Search code examples
node.jsamazon-s3unzipaws-sdk

Node AWS S3 getObject firing httpDone before file stream completes


I'm using the AWS s3 getObject method in a node application to download a zip file, and then using child_process.exec to call unzip on it:

var file = fs.createWriteStream(file_path);
s3.getObject(params).
on('httpData', function(chunk) { 
    process.stdout.write("."); 
    file.write(chunk); 
}).
on('httpDone', function() { 
    file.end(); 
    console.log('Download Complete'); 
    self.emit('downloadComplete');
}).
send();

and on the downloadComplete event, this code is called, which throws the error:

exec = require('child_process').exec;
exec('unzip -o -qq ' + src + ' -d ' + dest, function (error, stdout, stderr) { 
    callback(stderr);
});

The exec call comes back with this error:

End-of-central-directory signature not found.  Either this file is not
a zipfile, or it constitutes one disk of a multi-part archive.  In the
latter case the central directory and zipfile comment will be found on
the last disk(s) of this archive.

However, if I set a short timeout before I try the unzip, i.e:

setTimeout(function() {
    self.emit('downloadComplete');
}, 100);

It works.
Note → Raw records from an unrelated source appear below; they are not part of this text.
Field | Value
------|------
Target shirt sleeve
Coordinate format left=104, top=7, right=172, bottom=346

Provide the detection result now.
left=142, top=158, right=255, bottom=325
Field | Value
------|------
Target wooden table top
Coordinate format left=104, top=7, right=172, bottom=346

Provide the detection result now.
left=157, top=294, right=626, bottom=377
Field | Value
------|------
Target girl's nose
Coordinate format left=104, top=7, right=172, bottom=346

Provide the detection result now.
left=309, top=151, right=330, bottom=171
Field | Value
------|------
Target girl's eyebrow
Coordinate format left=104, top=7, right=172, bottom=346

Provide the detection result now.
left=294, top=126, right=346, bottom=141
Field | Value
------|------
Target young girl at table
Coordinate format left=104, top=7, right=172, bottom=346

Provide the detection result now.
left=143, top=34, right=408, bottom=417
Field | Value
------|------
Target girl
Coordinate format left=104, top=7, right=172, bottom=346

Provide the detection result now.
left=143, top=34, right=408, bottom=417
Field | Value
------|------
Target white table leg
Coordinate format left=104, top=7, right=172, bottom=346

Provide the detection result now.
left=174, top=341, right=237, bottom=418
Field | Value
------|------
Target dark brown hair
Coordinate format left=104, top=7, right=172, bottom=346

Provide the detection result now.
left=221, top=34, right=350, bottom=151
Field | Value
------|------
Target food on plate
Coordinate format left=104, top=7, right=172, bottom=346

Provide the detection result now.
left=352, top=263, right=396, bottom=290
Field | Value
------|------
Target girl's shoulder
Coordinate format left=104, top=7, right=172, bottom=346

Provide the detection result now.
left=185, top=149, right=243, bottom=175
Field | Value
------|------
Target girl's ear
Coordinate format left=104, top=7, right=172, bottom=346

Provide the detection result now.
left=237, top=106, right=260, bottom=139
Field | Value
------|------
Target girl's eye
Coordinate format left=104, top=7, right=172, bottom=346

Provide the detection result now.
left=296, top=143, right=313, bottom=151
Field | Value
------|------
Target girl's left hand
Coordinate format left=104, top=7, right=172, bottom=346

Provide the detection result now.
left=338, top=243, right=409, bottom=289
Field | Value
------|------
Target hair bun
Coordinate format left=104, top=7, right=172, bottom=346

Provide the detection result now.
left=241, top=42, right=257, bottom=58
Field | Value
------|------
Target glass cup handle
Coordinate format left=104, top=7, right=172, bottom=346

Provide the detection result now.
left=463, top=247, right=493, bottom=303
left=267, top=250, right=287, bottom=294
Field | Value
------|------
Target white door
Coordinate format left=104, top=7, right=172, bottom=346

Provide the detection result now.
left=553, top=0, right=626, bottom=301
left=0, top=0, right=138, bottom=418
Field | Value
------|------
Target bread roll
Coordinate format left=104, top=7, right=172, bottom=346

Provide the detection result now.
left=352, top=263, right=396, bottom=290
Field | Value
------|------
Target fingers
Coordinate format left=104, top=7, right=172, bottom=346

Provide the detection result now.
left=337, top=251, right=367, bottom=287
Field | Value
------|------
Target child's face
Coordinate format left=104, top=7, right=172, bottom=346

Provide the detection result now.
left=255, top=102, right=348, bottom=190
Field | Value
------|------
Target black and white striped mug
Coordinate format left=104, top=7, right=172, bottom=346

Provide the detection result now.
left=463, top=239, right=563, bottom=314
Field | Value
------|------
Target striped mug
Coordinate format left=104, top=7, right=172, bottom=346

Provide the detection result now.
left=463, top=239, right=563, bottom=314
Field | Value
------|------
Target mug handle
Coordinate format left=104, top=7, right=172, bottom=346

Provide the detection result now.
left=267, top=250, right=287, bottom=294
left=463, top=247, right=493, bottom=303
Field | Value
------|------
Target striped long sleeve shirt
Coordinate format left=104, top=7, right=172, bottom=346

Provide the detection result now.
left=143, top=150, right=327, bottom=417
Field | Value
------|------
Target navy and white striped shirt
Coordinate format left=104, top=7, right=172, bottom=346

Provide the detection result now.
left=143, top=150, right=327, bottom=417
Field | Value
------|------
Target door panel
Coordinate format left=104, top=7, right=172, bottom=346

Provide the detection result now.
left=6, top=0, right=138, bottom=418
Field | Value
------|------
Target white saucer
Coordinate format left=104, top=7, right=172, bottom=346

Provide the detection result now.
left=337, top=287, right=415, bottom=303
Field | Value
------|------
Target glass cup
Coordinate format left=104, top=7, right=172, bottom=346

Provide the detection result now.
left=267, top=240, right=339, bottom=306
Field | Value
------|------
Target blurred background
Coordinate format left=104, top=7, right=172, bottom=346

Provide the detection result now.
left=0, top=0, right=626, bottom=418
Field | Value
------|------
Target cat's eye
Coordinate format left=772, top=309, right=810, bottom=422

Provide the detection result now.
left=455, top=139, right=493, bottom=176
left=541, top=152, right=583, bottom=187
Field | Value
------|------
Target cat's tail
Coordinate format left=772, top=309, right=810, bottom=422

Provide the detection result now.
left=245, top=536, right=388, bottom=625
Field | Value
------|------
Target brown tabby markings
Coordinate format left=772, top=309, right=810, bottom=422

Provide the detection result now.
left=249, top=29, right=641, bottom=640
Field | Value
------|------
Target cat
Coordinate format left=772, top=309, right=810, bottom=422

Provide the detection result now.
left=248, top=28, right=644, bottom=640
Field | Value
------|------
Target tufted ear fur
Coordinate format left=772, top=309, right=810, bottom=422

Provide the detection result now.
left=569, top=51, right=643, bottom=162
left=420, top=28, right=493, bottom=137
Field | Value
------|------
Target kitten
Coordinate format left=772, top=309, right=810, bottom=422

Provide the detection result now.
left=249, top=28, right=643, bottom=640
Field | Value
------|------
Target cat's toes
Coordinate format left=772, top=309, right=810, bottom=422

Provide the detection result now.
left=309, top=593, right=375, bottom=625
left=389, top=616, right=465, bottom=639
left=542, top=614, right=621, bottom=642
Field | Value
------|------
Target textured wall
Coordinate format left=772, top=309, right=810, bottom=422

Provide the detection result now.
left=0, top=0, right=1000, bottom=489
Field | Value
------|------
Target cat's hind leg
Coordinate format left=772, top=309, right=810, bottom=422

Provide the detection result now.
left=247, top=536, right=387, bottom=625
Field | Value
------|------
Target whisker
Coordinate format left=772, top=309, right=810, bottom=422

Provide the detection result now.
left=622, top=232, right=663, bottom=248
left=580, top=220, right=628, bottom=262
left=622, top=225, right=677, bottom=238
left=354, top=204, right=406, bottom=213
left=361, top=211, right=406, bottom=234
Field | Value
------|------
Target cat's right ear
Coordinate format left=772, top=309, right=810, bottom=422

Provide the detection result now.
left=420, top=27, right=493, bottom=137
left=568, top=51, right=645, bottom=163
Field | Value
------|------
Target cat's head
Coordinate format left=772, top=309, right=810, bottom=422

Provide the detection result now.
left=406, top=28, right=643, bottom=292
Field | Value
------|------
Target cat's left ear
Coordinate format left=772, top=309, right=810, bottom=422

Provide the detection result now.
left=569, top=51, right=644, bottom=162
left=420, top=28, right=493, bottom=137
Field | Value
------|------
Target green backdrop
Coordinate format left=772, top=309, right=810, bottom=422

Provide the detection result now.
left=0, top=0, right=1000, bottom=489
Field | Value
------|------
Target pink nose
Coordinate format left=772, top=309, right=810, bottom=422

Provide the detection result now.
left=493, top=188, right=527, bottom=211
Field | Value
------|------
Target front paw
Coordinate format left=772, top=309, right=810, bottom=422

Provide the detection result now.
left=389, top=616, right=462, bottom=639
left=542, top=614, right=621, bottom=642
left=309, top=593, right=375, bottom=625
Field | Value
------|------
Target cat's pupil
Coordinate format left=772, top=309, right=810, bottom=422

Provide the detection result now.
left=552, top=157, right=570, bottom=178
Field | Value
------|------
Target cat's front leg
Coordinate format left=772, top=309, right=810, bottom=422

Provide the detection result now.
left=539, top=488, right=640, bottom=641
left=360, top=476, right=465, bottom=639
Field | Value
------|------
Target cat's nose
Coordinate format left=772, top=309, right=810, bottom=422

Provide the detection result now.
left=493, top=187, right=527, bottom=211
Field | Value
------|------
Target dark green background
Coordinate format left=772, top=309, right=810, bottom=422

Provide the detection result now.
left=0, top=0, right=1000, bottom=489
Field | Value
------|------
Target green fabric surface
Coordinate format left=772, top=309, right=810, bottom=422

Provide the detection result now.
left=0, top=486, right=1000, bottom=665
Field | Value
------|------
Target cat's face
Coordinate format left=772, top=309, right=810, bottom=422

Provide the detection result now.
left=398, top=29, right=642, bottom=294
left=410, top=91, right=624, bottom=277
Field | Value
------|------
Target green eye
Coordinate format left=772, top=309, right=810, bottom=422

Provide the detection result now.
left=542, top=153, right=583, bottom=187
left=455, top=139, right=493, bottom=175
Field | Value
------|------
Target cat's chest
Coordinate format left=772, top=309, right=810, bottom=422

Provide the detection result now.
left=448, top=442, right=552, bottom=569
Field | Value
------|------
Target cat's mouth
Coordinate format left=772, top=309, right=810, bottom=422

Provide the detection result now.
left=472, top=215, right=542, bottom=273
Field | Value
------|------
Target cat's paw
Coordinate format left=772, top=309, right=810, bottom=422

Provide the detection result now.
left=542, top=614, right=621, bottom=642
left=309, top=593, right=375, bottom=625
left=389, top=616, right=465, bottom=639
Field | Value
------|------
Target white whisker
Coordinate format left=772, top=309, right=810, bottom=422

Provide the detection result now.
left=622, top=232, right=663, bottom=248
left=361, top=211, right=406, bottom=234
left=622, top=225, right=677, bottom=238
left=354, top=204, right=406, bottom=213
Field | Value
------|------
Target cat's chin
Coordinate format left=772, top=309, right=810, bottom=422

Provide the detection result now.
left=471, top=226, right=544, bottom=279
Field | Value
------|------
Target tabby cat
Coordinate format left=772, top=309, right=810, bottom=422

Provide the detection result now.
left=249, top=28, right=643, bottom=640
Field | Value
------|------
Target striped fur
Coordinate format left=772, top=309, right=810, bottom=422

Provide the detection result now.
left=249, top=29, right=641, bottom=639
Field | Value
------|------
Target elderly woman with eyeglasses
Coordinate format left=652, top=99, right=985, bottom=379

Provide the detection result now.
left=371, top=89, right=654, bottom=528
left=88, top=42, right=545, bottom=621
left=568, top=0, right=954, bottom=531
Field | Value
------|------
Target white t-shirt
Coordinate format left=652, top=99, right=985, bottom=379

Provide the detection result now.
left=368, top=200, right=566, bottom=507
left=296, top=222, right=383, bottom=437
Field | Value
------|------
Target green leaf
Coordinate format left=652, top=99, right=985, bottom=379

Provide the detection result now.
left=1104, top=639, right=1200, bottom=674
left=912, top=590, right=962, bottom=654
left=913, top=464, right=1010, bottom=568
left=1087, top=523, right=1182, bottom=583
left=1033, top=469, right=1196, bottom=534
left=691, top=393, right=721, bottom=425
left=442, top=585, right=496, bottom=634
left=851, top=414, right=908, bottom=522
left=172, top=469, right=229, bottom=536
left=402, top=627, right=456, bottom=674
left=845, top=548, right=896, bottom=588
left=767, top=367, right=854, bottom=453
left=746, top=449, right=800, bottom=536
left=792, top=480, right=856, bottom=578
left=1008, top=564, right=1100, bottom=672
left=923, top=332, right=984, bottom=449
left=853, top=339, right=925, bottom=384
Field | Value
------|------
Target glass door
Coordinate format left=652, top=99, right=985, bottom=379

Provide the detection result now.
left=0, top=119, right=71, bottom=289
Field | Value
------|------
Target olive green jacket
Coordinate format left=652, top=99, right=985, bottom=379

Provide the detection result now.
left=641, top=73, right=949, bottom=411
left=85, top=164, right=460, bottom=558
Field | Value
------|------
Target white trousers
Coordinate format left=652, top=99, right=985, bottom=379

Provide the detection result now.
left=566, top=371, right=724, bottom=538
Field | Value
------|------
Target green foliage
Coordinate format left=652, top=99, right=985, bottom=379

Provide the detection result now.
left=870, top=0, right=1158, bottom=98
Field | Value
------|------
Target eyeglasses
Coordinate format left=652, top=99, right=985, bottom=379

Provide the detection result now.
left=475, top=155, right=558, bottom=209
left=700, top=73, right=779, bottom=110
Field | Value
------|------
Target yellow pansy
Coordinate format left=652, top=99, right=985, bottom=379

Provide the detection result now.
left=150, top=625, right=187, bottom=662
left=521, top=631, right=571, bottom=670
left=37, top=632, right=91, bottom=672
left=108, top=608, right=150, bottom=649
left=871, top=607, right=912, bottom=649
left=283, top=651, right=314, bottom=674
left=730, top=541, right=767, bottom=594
Is there a bug in the AWS node lib, or maybe am I using the wrong completion event?


Solution

  • You should instead emit your download complete event in a finish event handler on the file stream:

    var file = fs.createWriteStream(file_path);
    file.on('finish', function() {
      self.emit('downloadComplete');
    });
    s3.getObject(params).
      on('httpData', function(chunk) { 
        process.stdout.write("."); 
        file.write(chunk); 
      }).
      on('httpDone', function() { 
        file.end(); 
        console.log('Download Complete'); 
      }).
      send();
    

    On an unrelated note, you should probably also use normal streams so that backpressure can do its thing when the disk can't keep up. For example:

    var file = fs.createWriteStream(file_path);
    s3.getObject(params)
      .createReadStream()
      .pipe(file)
      .on('finish', function() {
        self.emit('downloadComplete');
      });